My journey to teaching writing in a corporate setting continues: For the next month or so I’ll be blogging occasionally about issues related to designing and teaching courses online.
Most of the online training I’ve had so far has been very passive – clicking through screens full of text for hours on end (okay, maybe half-hours, but it sure seemed like hours) and answering the occasional multiple-choice question. In that kind of asynchronous web-based training, the “teacher” remains invisible – the Great & Powerful Oz behind a curtain of html. Web-based training was not a particularly rewarding experience for me as a student; I’m not a passive person. And it’s hard for me to imagine that it’s rewarding for the instructor/designer/creator (or if we’re sticking with the Oz metaphor, the Wizard).
One of the things I enjoy most about training is collecting feedback from the students. Since all of the training I’ve done so far has been real-time, real-world-based, that feedback has come from seeing the light dawn on a student’s face or hearing well-reasoned answers to my questions. So far, no applause. But I’m still hopeful.
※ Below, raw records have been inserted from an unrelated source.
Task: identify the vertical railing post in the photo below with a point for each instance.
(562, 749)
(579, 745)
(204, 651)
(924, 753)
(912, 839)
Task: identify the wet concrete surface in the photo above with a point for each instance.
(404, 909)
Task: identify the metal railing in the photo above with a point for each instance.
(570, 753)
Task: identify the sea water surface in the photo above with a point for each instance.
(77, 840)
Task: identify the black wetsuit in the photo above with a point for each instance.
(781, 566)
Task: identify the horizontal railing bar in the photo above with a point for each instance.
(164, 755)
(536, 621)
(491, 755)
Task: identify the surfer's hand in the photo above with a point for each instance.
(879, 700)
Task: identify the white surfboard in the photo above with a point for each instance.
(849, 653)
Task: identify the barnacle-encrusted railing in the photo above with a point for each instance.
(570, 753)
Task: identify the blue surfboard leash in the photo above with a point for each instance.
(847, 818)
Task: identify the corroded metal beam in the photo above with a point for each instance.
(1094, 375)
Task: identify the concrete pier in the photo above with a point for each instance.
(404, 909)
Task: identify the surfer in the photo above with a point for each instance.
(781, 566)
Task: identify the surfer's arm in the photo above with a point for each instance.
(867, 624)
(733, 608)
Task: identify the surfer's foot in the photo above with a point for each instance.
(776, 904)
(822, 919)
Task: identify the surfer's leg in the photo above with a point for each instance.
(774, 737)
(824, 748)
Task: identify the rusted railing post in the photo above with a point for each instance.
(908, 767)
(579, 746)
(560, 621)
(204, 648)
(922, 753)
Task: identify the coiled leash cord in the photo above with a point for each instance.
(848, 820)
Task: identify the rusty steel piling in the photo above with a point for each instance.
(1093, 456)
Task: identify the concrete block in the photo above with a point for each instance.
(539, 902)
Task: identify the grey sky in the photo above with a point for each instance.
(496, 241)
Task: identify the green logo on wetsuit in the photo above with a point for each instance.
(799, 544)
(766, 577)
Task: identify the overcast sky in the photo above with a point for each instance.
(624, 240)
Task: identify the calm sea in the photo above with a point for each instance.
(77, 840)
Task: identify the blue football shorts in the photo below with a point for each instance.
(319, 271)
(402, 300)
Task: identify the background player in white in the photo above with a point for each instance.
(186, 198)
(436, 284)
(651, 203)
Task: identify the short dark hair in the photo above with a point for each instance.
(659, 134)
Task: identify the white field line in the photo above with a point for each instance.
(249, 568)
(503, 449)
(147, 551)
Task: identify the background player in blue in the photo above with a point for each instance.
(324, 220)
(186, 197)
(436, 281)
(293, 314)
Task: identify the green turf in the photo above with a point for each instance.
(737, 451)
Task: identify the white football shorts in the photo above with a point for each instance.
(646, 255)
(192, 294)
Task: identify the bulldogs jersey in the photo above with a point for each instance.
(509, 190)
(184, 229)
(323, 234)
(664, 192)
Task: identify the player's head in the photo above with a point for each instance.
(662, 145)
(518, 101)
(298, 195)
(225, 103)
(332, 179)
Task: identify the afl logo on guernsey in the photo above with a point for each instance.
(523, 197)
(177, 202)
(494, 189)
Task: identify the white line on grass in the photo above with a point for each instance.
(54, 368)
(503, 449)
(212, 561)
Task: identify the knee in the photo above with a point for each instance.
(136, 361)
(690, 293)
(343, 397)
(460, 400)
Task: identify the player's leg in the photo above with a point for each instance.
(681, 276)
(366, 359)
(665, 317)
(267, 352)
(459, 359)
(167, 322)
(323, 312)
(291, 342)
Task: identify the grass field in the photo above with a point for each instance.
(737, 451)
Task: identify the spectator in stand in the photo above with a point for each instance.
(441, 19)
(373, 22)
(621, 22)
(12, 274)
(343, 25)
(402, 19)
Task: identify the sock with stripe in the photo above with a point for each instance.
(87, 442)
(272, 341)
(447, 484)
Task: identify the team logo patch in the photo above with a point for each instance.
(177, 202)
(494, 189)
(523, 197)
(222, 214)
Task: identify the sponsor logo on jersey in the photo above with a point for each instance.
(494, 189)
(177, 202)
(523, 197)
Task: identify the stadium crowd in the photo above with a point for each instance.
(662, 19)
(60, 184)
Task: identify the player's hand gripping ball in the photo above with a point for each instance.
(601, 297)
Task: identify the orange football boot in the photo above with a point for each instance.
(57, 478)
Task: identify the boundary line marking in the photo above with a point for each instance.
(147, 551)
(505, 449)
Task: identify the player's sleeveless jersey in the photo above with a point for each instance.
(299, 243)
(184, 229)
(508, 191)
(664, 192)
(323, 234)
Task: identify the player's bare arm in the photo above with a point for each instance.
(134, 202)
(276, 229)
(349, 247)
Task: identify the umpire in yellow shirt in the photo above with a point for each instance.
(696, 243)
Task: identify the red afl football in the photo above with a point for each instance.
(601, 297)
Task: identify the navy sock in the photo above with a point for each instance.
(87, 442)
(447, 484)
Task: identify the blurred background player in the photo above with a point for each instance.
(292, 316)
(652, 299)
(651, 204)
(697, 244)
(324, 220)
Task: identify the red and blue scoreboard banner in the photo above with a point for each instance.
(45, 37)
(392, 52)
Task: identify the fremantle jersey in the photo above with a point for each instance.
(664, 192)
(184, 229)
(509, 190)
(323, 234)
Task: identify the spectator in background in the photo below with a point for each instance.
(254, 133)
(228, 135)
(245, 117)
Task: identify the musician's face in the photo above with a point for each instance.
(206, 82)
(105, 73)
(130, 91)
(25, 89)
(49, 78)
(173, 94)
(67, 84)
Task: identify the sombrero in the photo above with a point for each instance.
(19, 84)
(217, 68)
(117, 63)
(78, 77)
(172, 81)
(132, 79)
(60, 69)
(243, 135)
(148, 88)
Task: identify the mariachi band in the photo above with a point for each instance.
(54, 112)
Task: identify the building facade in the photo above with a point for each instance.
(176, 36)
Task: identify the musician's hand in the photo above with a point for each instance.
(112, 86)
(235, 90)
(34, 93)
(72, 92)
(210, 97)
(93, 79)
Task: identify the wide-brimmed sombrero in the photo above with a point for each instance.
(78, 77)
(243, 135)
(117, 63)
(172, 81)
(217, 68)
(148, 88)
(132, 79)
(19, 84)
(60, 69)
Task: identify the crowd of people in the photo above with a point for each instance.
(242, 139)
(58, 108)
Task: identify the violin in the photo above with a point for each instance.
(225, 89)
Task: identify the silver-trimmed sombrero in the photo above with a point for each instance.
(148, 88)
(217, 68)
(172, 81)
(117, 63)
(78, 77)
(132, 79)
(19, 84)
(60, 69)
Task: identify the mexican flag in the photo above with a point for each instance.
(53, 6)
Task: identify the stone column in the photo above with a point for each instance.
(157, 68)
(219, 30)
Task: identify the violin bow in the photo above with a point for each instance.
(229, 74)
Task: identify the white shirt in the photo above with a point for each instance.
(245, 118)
But Oz, our web-based trainer, will never get to experience those things.
Synchronous instructor-led online training offers slightly more feedback for instructors: they can see and hear the students and interact with them in something close to real-time (though the magic of technology can’t eliminate the awkward pauses of dead air in between speakers). In instructor-led online training, instructors function in much the same way they do in classrooms: as facilitator, expert, authority, resource, coach. Additionally, they are able to personalize instruction to clarify confusions or suggest additional resources. And students are able to ask questions and enrich the “classroom” discussion with their own thoughts and insights. These things are not possible with an asynchronous, web-based program.